Well it was great of you to bring him inside then. Will the rehabber be releasing him eventually or keeping him?


----------



## dodo1 (Feb 24, 2018)

Jay3 said:


> Well it was great of you to bring him inside then. Will the rehabber be releasing him eventually or keeping him?


I think she's going to keep him with her flock, she said she'll see how it goes, she said it wouldn't be a good idea to release any time soon due to the unusual cold and stormy weather we've been having.


----------



## dodo1 (Feb 24, 2018)

Just as a final update, the pigeon was picked up this morning by a local rescuer, she checked him over and said he is much younger than the photo suggested. About 20 days because of him having a lack of feathers underneath the wings (think I'm describing that right). 

She said he looked healthy and no obvious injuries, thankfully. 

She says he wouldn't have been able to fly back up and probably fell out. It's a busy town centre so I'm glad we saw him, I know it's ideal to be with their family but I hope he can have a nice life with her other rescues. We are only in a flat with no garden and away a lot so couldn't offer enough. He was absolutely gorgeous and I hope he does well, she said she'll keep us updated.

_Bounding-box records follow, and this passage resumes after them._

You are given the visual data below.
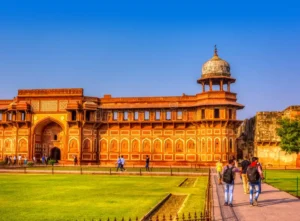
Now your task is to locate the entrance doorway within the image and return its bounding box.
[50,147,60,162]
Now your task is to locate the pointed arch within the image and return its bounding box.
[121,138,129,153]
[201,138,206,153]
[110,139,119,152]
[142,138,151,152]
[99,138,108,153]
[228,138,234,153]
[32,116,65,135]
[175,138,185,153]
[131,138,140,153]
[223,137,228,153]
[214,137,221,153]
[186,138,196,153]
[18,138,28,152]
[164,138,173,153]
[153,138,162,153]
[4,138,13,152]
[68,137,79,153]
[82,138,92,153]
[207,137,212,153]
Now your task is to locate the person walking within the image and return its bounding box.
[216,159,223,185]
[74,155,78,166]
[257,161,264,194]
[18,154,22,166]
[222,159,239,207]
[116,156,122,172]
[247,157,264,206]
[241,156,251,194]
[121,155,126,171]
[145,155,150,171]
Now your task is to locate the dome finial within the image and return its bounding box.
[214,45,218,56]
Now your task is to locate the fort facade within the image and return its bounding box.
[0,49,244,166]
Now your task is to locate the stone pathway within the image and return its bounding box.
[212,174,300,221]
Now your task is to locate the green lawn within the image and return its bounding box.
[0,174,207,221]
[264,170,300,196]
[24,165,208,174]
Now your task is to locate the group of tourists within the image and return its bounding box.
[4,155,27,166]
[216,157,264,207]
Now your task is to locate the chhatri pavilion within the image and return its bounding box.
[0,49,244,166]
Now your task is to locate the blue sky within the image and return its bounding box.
[0,0,300,119]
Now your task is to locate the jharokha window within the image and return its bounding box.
[72,111,76,120]
[166,111,172,120]
[134,111,139,120]
[228,109,232,119]
[201,109,205,119]
[113,111,118,120]
[155,111,160,120]
[177,110,182,120]
[144,111,150,120]
[123,111,128,120]
[214,109,220,118]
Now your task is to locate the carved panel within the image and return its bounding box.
[40,101,57,111]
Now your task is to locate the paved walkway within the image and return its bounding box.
[212,174,300,221]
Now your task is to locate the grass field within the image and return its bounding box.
[264,170,300,196]
[0,174,207,221]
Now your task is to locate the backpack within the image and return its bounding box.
[223,166,233,184]
[247,166,259,183]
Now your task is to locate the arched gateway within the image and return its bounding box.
[33,118,65,160]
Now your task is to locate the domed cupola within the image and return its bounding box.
[201,46,230,78]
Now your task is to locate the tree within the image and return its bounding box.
[276,118,300,154]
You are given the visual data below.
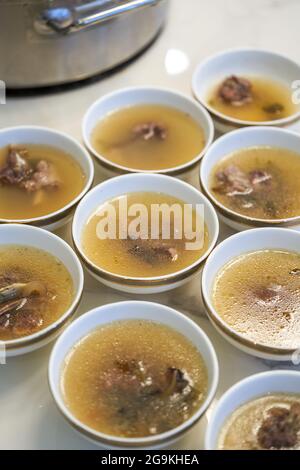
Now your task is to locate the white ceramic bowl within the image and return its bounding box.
[205,370,300,450]
[0,224,84,357]
[193,48,300,132]
[0,126,94,230]
[72,173,219,294]
[82,87,214,175]
[202,228,300,361]
[49,301,219,448]
[200,127,300,231]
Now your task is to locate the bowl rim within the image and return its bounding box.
[48,300,219,447]
[199,126,300,227]
[72,173,219,286]
[192,47,300,127]
[81,86,215,175]
[201,227,300,358]
[0,125,95,226]
[0,224,84,350]
[204,369,300,450]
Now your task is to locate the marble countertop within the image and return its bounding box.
[0,0,300,449]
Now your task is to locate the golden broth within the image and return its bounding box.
[0,245,74,341]
[208,77,299,122]
[0,144,85,220]
[218,394,300,450]
[92,105,206,170]
[62,320,208,438]
[212,250,300,349]
[210,147,300,220]
[82,193,209,277]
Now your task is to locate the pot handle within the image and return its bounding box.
[34,0,161,34]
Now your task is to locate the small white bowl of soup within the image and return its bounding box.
[72,173,219,294]
[202,228,300,361]
[49,301,219,449]
[0,126,94,230]
[193,48,300,132]
[205,370,300,451]
[0,224,83,356]
[200,127,300,230]
[82,87,214,175]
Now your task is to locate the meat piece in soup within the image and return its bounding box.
[92,104,206,171]
[82,192,209,277]
[207,75,299,122]
[62,320,208,438]
[210,147,300,220]
[0,145,85,220]
[0,246,73,341]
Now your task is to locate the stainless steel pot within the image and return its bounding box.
[0,0,168,88]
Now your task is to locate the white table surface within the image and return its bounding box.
[0,0,300,449]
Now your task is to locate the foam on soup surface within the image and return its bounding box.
[218,394,300,450]
[212,250,300,349]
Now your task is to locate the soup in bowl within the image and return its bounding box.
[200,127,300,230]
[0,126,94,230]
[72,174,219,294]
[0,224,83,356]
[193,48,300,133]
[202,228,300,361]
[205,370,300,451]
[49,301,218,448]
[82,87,214,174]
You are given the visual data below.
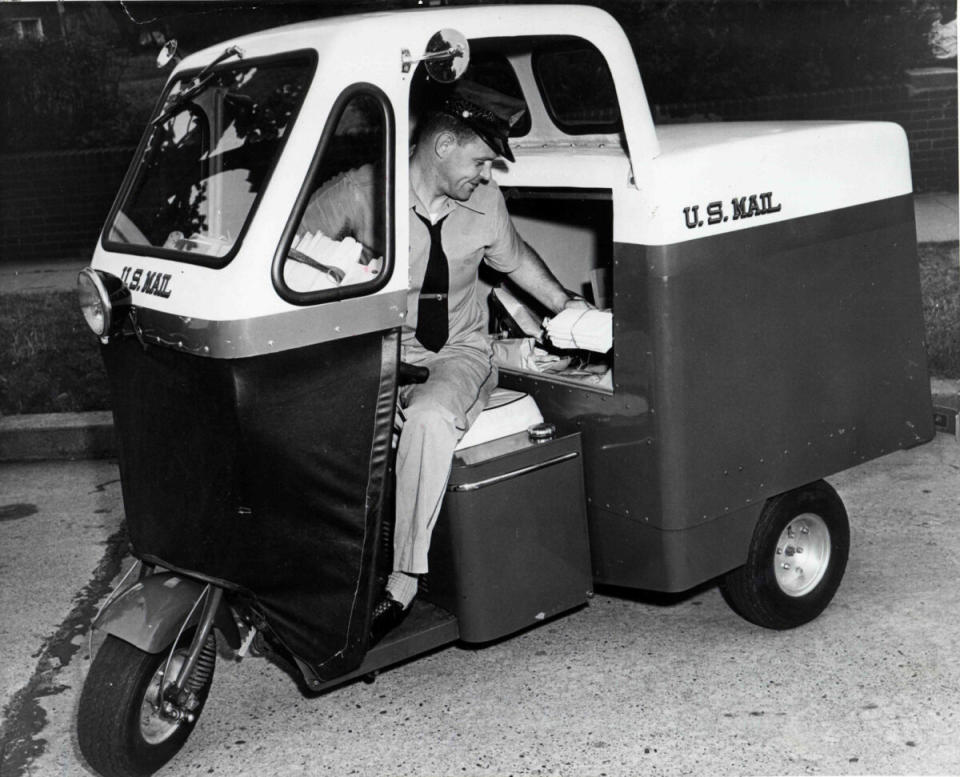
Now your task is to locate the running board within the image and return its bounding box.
[306,598,460,692]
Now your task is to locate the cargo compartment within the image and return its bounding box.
[424,432,592,642]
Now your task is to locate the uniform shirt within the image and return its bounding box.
[297,165,523,346]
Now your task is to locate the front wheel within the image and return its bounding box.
[720,480,850,629]
[77,635,216,777]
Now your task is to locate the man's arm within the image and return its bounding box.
[508,242,590,313]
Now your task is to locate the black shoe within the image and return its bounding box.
[368,593,410,647]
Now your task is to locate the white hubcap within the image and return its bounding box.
[773,513,830,596]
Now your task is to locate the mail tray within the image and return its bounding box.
[424,432,592,642]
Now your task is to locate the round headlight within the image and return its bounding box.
[77,267,130,337]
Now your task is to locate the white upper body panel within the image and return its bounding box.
[615,121,912,245]
[93,6,657,321]
[93,5,911,331]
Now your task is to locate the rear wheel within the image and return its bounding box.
[720,480,850,629]
[77,635,216,777]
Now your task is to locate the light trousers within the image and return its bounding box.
[393,339,497,574]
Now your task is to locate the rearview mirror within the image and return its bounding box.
[402,29,470,84]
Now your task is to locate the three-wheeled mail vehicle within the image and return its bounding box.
[78,5,933,775]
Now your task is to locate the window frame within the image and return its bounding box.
[100,49,319,270]
[270,81,396,306]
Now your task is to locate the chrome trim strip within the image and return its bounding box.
[447,451,580,491]
[129,290,407,359]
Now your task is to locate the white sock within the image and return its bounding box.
[387,572,419,609]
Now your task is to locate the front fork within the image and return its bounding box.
[93,562,244,720]
[160,583,223,723]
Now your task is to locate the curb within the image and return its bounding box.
[0,378,960,462]
[0,410,117,461]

Just wanted to let you all know what happened.

Thanks.


----------



## Marina B (May 5, 2011)

That's great news! Thanks for the update. I'm sure he will be fine, they really adapt very well. Thanks for saving him.


----------



## cwebster (Dec 11, 2010)

Yes, thank you for the great update! Hope the beautiful little guy does well. Thank you for helping him!


----------



## Jay3 (May 4, 2008)

Thanks for the update. You did good!


----------